- ANLA of Colombia has awarded the South American country’s first environmental license for a solar power plant to the 100 MW Cesar Photovoltaic complex in Cesar department
- This capacity will be developed in the form of 5 solar power plants in the village of Azúcar Buena-La Mesa, Valledupar, department of Cesar
- A total of around 284,310 solar modules will be used on 105.62 hectares of land out of a total allotted space of 156.61 hectares for the solar complex
A 100 MW proposed solar power project in the village of Azúcar Buena-La Mesa, Valledupar, department of Cesar in Colombia has earned the distinction of becoming the first project to secure the country’s first environmental license for a solar power plant. The National Authority of Environmental Licenses (ANLA) has given environmental clearance for 5 solar power plants with cumulative capacity of 100 MW.
“The Cesar photovoltaic project, located in the village of Azúcar Buena-La Mesa in the municipality of Valledupar, is the largest in the country and although there are others underway, this is the one that marks the route of large-scale undertakings in this area,” said ANLA.
The clearance was accorded after consultation with the 4 Indigenous Peoples of the Sierra Nevada of Santa Marta namely Arhuaco, Kankuamo, Kogoi and Wiwa whose concerns were addressed in the Plan of Environmental Management (PMA).
The Cesar Photovoltaic solar complex will be spread across 156.61 hectares with some 284,310 solar modules occupying 105.62 hectares. Together, the solar complex is expected to generate 41,667 MWh of clean energy annually for the next 30 years post commissioning. ANLA hasn’t identified the project developer of the 100 MW project.
In December 2018, Alpha Wind Generation project in La Guajira with generation capacity of 200 MW and 250 MW became the first wind power plant in the country to win environmental licence from ANLA.
According to the agency, this initiative is part of the current government’s policy of promoting the use of ‘clean’ energies under the principles of sustainable development, in which the Presidency of the Republic and the Ministries of Environment and Sustainable Development and of Mines and Energy actively participate, among other entities.

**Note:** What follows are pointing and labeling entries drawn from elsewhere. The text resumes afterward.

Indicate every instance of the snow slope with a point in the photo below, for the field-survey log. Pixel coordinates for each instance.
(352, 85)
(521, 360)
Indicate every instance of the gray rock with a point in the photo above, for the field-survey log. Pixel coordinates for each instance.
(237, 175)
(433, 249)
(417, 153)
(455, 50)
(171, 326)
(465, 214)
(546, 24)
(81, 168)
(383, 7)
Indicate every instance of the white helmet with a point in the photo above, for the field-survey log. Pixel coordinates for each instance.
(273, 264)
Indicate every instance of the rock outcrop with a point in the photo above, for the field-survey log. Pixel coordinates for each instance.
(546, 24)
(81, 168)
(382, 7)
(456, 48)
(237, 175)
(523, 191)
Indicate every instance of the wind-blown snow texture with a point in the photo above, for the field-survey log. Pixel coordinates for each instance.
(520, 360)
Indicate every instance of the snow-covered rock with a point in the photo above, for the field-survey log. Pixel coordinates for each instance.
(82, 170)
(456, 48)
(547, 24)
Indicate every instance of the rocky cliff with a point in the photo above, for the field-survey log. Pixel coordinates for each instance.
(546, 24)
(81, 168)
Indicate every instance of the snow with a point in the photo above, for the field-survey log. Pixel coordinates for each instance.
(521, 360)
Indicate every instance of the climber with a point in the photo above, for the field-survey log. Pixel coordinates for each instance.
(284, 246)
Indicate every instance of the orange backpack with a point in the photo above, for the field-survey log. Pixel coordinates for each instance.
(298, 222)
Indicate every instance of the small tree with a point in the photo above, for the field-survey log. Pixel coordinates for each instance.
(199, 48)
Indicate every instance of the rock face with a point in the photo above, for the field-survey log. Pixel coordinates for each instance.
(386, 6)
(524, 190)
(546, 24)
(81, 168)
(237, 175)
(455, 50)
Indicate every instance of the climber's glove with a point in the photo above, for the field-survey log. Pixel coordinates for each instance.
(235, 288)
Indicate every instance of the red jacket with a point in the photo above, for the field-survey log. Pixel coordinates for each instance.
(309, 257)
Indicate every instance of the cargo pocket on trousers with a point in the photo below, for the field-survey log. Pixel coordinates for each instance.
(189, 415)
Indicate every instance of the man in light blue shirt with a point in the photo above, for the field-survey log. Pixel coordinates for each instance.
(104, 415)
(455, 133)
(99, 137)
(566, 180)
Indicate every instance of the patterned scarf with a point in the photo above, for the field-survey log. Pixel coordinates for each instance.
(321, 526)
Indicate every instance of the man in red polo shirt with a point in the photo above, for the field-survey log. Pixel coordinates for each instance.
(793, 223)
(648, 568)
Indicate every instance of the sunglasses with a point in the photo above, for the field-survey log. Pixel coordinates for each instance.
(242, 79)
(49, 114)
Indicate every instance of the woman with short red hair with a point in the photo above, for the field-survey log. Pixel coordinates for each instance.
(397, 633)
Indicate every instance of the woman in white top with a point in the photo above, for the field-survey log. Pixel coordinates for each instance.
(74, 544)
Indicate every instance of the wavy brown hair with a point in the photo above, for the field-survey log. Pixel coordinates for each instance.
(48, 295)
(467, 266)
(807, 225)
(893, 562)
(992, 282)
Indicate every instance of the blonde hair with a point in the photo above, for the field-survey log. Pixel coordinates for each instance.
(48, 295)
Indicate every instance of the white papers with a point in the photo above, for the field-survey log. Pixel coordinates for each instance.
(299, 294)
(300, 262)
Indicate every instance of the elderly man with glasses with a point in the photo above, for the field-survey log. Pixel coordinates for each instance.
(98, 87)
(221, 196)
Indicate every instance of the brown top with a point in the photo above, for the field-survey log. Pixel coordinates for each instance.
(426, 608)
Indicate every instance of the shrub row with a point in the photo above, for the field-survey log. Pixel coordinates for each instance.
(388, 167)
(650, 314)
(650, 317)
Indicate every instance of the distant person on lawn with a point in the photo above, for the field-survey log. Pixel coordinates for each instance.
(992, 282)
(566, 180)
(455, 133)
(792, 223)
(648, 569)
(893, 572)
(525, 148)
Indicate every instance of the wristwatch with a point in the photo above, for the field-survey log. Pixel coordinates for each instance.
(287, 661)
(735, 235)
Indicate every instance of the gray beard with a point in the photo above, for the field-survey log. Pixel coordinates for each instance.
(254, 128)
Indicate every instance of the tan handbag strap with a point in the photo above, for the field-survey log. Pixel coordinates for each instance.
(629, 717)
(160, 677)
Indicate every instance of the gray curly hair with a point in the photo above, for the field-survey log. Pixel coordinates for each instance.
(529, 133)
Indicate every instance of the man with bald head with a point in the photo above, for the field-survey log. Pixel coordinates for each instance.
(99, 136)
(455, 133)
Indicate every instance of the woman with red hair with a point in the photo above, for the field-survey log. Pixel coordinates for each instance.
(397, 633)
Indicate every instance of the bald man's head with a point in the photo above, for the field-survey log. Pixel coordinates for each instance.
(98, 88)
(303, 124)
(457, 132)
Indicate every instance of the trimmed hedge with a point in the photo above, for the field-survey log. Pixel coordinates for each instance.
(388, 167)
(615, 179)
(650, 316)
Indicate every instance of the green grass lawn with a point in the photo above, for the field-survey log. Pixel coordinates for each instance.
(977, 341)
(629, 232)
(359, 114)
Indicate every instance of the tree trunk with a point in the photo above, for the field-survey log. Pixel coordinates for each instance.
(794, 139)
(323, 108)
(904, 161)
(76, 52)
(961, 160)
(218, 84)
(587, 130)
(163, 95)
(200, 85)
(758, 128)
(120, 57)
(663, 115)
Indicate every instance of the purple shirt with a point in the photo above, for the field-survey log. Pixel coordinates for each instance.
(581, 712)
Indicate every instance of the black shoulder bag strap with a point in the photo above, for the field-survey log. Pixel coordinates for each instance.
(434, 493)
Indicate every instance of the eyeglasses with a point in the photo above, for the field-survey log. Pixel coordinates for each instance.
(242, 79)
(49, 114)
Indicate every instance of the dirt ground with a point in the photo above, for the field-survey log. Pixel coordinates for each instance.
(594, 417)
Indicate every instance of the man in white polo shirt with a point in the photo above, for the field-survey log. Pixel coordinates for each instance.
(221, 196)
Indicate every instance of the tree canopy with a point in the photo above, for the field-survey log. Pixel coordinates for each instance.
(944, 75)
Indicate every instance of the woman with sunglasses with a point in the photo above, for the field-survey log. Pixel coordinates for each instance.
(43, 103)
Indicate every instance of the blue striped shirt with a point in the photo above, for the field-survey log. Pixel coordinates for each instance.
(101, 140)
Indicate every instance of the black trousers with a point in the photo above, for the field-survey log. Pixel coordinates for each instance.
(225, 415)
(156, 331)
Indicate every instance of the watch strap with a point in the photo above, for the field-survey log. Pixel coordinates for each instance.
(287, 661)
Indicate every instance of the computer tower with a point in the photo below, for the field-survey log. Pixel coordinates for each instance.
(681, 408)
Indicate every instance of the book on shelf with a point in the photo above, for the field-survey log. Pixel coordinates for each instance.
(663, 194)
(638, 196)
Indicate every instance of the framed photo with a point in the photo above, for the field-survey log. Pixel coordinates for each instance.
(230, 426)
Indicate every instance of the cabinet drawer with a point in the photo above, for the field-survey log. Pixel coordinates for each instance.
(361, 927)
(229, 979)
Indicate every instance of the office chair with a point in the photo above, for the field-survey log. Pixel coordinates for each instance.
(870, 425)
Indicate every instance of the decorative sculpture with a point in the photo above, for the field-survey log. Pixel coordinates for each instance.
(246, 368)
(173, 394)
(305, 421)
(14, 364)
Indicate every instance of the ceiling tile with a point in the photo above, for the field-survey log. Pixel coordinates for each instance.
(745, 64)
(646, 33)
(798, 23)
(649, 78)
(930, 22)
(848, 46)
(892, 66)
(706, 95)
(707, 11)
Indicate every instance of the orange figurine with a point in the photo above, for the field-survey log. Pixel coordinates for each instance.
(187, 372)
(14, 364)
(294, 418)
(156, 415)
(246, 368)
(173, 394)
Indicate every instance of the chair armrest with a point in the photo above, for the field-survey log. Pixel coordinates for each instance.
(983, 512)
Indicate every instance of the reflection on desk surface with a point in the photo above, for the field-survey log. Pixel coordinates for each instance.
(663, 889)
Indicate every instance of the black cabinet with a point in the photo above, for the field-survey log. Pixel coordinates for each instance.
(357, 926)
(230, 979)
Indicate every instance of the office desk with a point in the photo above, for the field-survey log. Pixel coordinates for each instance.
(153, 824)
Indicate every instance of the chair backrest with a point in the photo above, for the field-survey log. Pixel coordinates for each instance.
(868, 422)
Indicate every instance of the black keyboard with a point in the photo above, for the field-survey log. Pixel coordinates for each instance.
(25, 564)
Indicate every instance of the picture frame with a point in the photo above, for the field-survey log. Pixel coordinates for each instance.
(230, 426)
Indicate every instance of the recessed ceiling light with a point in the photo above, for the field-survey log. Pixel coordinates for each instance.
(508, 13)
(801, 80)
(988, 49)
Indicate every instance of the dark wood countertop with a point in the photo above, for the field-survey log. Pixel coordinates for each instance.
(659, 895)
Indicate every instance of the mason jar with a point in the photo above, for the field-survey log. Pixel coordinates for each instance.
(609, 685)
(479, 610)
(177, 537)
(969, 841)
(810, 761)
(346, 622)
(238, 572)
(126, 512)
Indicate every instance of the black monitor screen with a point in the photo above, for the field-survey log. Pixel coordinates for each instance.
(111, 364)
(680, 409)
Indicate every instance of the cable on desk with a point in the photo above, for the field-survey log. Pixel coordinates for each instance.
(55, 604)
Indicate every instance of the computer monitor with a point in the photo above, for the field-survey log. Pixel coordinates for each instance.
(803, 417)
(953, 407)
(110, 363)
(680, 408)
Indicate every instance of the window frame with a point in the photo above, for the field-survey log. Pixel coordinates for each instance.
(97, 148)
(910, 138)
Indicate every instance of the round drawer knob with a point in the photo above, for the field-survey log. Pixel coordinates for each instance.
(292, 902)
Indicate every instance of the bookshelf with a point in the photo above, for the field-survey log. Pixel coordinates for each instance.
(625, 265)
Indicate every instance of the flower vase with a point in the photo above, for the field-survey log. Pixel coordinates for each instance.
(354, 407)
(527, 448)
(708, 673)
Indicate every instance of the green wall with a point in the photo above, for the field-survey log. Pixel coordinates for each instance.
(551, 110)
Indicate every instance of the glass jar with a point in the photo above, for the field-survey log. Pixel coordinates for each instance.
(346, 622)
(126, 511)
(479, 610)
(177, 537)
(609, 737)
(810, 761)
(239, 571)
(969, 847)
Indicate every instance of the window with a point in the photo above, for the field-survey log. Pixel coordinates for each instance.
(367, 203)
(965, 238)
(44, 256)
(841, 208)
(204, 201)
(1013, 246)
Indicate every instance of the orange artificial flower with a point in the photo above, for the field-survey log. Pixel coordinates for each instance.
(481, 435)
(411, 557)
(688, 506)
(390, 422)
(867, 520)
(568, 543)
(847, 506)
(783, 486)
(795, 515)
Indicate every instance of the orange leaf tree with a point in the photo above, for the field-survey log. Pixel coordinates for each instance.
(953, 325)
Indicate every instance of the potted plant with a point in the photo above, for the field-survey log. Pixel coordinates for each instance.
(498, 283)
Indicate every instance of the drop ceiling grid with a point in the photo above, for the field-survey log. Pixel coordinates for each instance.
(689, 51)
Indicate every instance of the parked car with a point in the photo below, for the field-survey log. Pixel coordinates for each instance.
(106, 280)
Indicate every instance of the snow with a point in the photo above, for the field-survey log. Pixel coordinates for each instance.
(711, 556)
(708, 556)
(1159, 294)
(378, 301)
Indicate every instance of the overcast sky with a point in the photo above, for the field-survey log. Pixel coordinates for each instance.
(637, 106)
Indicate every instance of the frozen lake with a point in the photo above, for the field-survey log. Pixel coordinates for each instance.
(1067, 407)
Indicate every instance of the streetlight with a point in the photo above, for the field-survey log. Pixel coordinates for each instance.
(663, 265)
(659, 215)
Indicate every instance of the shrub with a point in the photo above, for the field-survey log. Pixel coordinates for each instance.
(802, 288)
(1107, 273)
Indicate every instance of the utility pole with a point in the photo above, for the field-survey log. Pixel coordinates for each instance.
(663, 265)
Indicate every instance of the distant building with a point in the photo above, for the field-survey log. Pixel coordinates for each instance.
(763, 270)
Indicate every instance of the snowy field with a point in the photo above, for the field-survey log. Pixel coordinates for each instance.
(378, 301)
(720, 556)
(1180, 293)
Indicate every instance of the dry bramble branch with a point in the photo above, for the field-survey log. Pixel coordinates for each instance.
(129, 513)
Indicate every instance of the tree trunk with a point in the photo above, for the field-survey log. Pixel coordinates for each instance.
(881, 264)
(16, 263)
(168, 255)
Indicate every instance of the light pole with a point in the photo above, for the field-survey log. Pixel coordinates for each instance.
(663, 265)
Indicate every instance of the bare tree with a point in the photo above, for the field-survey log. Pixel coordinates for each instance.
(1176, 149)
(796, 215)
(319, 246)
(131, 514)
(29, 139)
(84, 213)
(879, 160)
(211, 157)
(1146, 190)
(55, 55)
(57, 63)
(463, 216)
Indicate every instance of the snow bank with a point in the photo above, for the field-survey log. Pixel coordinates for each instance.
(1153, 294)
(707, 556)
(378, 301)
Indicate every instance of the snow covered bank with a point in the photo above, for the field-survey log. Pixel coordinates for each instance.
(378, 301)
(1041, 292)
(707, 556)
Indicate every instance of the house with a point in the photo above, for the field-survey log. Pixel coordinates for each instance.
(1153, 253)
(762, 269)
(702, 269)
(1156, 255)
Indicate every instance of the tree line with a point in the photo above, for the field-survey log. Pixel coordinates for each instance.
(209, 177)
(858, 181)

After Colombia scrapped its first renewable energy auction in February 2019 citing antitrust rules, this news should give hope to stakeholders interested in the region about the country’s intentions to support development of alternative sources of energy (see No Winners In Colombia RE Auction).
In early March 2019, the government awarded close to 1.4 GW renewable energy capacity in the Reliability Charge Auction with solar winning 238 MW and wind laying its hands on 1.16 GW (see 1.39 GW Wind/Solar Awarded In Colombian Auction). The 2 solar projects that won in this auction are located in Cesar department.